Vous avez fait quoi?

Du coup, j’ai pris rendez-vous avec Atom, à qui j’avais pensé au début comme un idéal irréalisable, des mois auparavant. J’ai écrit au label, ils lui ont payé son travail et voilà, le tour était joué. C’est nous qui avons produit finalement le disque. Uwe est venu collaborer par la suite. Nous avons enregistré le disque pendant dix jours, puis nous l’avis mixé à BYM avec Ness. Par la suite, nous avons envoyé les pistes à Atom, qui a rajouté les atmosphères et les synthétiseurs. Les premières instances de discussion du projet étaient très spéciales. Comment parler avec quelqu’un sur quelque chose d’aussi éthéré que ta musique? Nous nous sentions comme lorsque tu vas chez le psychologue. Comment arriver à partager tes goûts et tes idées sur la musique, ton imaginaire?

Cela s’est bien passé?

Nous nous sommes mis alors à discuter de trucs, comme utiliser certains sons et une chose un peu atonale plus en lien avec le concept de spatialité dans la musique concrète. Nous ne voulions pas utiliser les synthétiseurs comme nous l’avions fait dans le passé, d’une façon plus harmonique et avec des effets. Nous avons pu alors préciser le concept et partager des moments, comme lorsque nous avons halluciné en entendant le bruit d’une porte qui grinçait. Il me disait qu’il comprenait mon émotion. Tous les deux-trois jours j’allais me réunir avec lui pour écouter ce que nous avions pu avancer. Au début, il était très respectueux, il a fait quelque chose de semblable à ce que nous avions fait dans notre disque précédent. Puis, vers la deuxième partie de notre collaboration, il s’est lâché. Là, il a explosé et c’était génial. Nous avons pu joué pour la première fois sur scène avec lui à New York, il y a deux semaines. C’était incroyable. Nous étions avec notre interprète de clavier habituel, Camilo, plus Uwe.

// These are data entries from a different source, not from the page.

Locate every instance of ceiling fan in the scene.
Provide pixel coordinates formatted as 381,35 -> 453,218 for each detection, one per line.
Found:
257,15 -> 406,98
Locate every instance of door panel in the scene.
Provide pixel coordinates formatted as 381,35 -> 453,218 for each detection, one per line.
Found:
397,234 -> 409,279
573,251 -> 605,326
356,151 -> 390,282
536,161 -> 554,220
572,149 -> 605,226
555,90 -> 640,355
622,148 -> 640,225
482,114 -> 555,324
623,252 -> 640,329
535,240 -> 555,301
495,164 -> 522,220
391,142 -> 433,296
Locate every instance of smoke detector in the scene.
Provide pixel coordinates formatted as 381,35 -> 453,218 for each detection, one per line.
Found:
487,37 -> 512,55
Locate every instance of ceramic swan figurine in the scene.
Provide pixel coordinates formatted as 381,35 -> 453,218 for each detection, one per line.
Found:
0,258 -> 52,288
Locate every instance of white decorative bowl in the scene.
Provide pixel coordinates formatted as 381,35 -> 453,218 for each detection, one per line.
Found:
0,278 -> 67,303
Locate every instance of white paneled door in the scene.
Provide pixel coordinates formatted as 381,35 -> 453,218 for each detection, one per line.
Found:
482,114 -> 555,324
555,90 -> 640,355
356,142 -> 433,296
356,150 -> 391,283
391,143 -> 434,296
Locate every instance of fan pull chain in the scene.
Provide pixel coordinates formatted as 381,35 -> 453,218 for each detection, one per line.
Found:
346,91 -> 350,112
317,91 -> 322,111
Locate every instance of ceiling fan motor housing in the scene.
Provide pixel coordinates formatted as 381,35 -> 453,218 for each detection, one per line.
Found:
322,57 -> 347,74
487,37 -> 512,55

Est-ce que Camilo reprend sur scène les parties écrites par Uwe?      

Non, quoiqu’il agisse selon le même concept de spatialité concrète présent dans l’album. Uwe n’a d’ailleurs pas non plus joué ce qu’il y avait dans l’album, lors de notre concert ensemble. Pendant le test du son, nous avons pu voir un coït cosmique et synthétisé entre les claviers d’Uwe et Camilo, qui essayaient de se mettre d’accord.

Le rock psyché a pris une place importante dans la scène musicale actuelle, au niveau de la presse, des festivals et du public. Comment vous sentez-vous par rapport à cela?

D’une part, le groupe est très présent d’une façon médiatique dans ces endroits. Mais d’autre part, ce n’est pas un lieu vers lequel nous regardons en ce moment. Je crois que la musique prétend continuer plutôt son propre chemin, qui n’a rien à voir avec une scène spécifique ou avec quelque chose en lien avec la hype. Il y avait un temps où nous débutions et c’était le même concept, sauf que ce n’était pas à la mode. Et nous continuons à faire la même chose avec la même énergie. On te tague. Parce qu’à la fin, la presse te tague. Si le tag à la mode est telle chose, nous n’allons pas nous guider par rapport à cette chose. On se rend compte qu’il y a tellement de différences parmi les groupes qui ont été définis grâce à une certaine étiquette, que celle-ci tombe à l’eau. En même temps, il y a des groupes qui imitent un style pour appartenir justement à une scène déterminée. Nous sommes loin de tout ça, nous voulons élargir le spectre sonore avec des fins différentes.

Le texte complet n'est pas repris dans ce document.